Grind 75 Question 7: Valid Anagram
Since I’m a glutton for punishment, I’m peeking at this one at 9:11 p.m.
The Question
Given two strings s
and t
, return true
if t
is an anagram of s
, and false
otherwise.
An Anagram is a word or phrase formed by rearranging the letters of a different word or phrase, typically using all the original letters exactly once.
The First Attempts
var isAnagram = function(s, t) {
if(s.sort() === t.sort()) {
return true;
}
return false;
};
I know it cannot possibly be this easy, but I truly whiteboarded it as if I was in a Google interview. I also know there’s a way to sort in Javascript, but it might involve turning the strings into arrays.
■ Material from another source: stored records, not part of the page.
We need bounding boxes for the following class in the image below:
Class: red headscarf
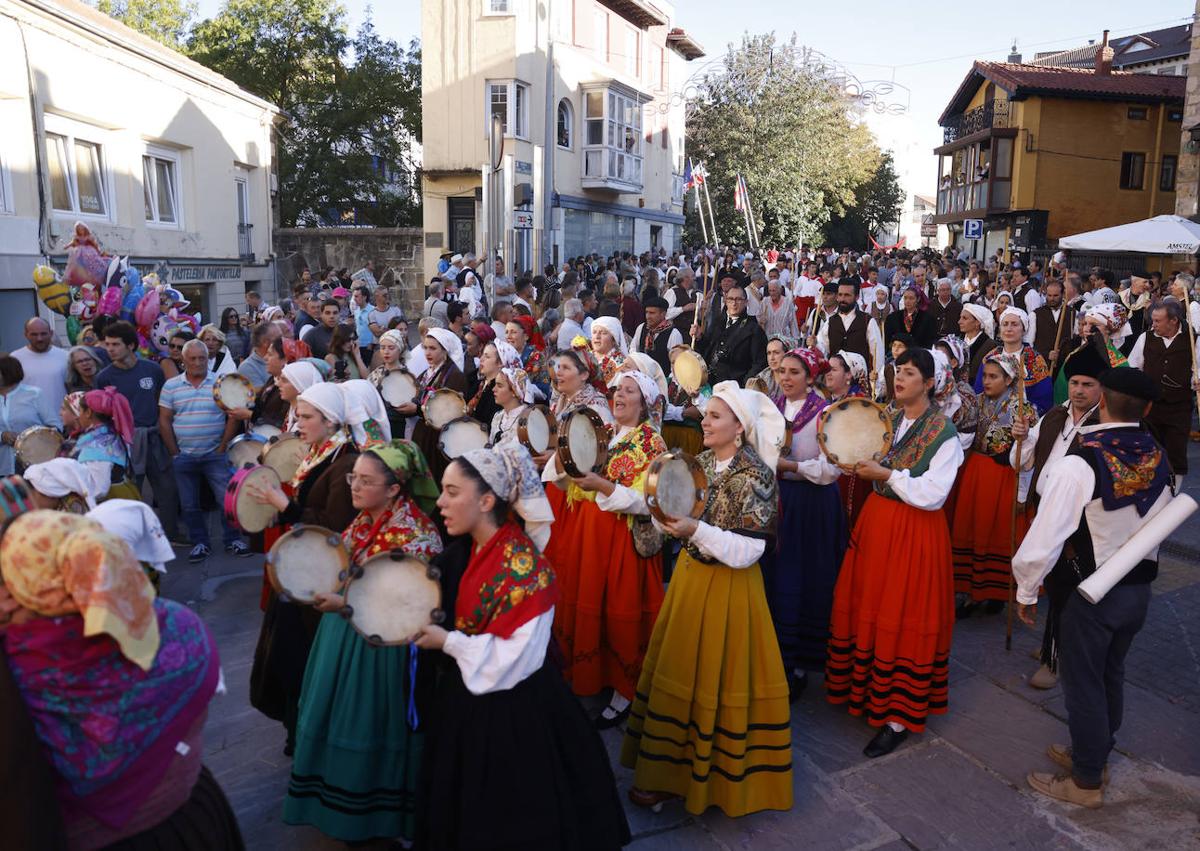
[83,385,133,445]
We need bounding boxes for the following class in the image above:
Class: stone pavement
[163,501,1200,851]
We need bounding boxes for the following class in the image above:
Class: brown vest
[828,308,871,365]
[1141,330,1192,404]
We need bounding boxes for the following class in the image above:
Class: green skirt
[283,613,424,841]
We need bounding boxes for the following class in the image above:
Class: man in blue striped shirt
[158,340,251,562]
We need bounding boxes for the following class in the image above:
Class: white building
[0,0,277,349]
[421,0,704,275]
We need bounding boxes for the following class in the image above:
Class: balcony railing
[942,98,1010,144]
[238,223,254,263]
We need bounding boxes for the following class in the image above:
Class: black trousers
[1058,582,1150,789]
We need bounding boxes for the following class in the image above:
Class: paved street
[163,458,1200,851]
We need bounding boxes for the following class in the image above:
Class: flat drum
[817,397,892,467]
[438,416,487,461]
[646,450,708,523]
[342,550,445,645]
[266,526,350,603]
[224,466,280,534]
[421,388,467,430]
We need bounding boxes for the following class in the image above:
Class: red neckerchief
[455,522,558,639]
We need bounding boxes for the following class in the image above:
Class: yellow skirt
[620,550,792,817]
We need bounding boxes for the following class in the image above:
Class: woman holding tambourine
[283,441,442,843]
[542,371,667,729]
[250,381,359,755]
[619,382,792,816]
[826,348,962,757]
[762,348,849,700]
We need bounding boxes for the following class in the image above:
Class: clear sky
[199,0,1194,194]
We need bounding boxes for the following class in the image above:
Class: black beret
[1100,366,1160,402]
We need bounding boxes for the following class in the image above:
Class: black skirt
[418,660,630,851]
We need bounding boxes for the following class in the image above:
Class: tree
[688,34,880,245]
[96,0,197,50]
[824,151,905,248]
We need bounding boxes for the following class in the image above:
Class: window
[1121,151,1146,190]
[142,149,180,227]
[46,115,112,217]
[1158,154,1180,192]
[485,80,529,139]
[556,97,575,150]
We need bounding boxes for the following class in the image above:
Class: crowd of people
[0,247,1200,849]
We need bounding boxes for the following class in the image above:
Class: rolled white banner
[1076,493,1198,605]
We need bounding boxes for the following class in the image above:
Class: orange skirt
[950,453,1026,603]
[826,493,954,732]
[546,487,664,700]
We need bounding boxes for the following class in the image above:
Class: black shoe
[863,724,908,760]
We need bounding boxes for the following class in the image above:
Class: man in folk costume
[1009,346,1109,689]
[1013,367,1171,809]
[1129,301,1195,479]
[817,280,886,392]
[959,304,996,383]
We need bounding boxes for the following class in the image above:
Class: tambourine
[342,550,445,646]
[212,372,254,410]
[558,408,608,478]
[266,525,350,603]
[817,396,892,467]
[646,450,708,523]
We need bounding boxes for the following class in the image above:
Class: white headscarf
[336,378,391,449]
[425,328,462,372]
[24,459,96,508]
[88,499,175,574]
[592,316,629,354]
[713,382,786,469]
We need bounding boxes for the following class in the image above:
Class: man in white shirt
[12,316,67,426]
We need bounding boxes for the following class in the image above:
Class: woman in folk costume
[973,307,1054,416]
[620,382,792,816]
[826,349,962,757]
[413,328,467,481]
[243,381,359,756]
[542,371,667,729]
[416,444,630,851]
[592,316,629,384]
[283,439,442,843]
[950,350,1037,617]
[762,348,849,700]
[0,511,244,851]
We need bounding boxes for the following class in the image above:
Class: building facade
[0,0,277,349]
[421,0,703,275]
[934,41,1187,258]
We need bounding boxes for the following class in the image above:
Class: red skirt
[950,453,1025,603]
[826,493,954,732]
[546,487,664,700]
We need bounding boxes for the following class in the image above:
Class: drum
[438,416,487,461]
[379,370,427,408]
[259,432,308,481]
[558,408,608,477]
[421,388,467,430]
[224,466,280,534]
[12,426,62,467]
[212,372,254,410]
[646,450,708,523]
[671,349,708,396]
[266,526,350,603]
[226,433,266,469]
[342,550,445,645]
[817,397,892,467]
[517,404,558,455]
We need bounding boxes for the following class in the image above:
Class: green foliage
[688,32,880,245]
[96,0,197,50]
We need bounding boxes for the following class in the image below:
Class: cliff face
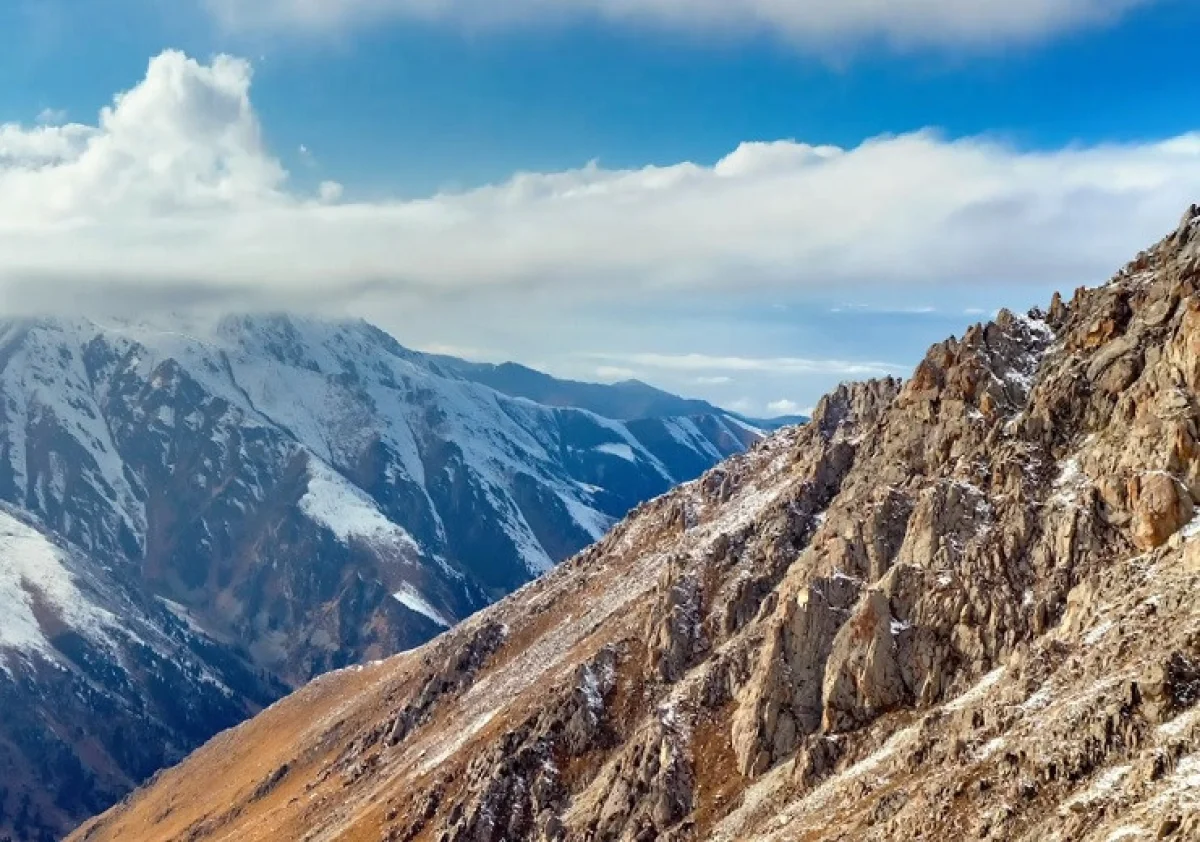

Now to actually run the code, find out I’m horribly wrong, and then try, try again.
I quickly, beautifully turn my strings into sorted arrays and then discover, to my horror, that arrays can’t be compared. So I have two options. First, I can turn the sorted arrays back into strings and compare them. I believe that’s called “brute force”. Second, I can figure out a more graceful approach, which might involve splicing and/or popping…
The Solution
var isAnagram = function(s, t) {
const sArray = s.split('');
const tArray = t.split('');
const sArraySorted = sArray.sort();
const tArraySorted = tArray.sort();
if(sArraySorted.toString() === tArraySorted.toString()) {
return true;
}
return false;
};
My brute force works! It is 9:25 pm as I am typing these words, meaning that I am one minute short of the estimated 15 minutes it would take to do this problem! And yet. I am unsatisfied. I have to do it more prettily.
…
More prettily ends up not working. Jarrod gets home from work around 9:45 and finds me still working on splicing and dicing. I shut my computer down for the night. The next morning I get a bit further, but the approach I’m trying is still not working, so I decide that it’s time to officially move on.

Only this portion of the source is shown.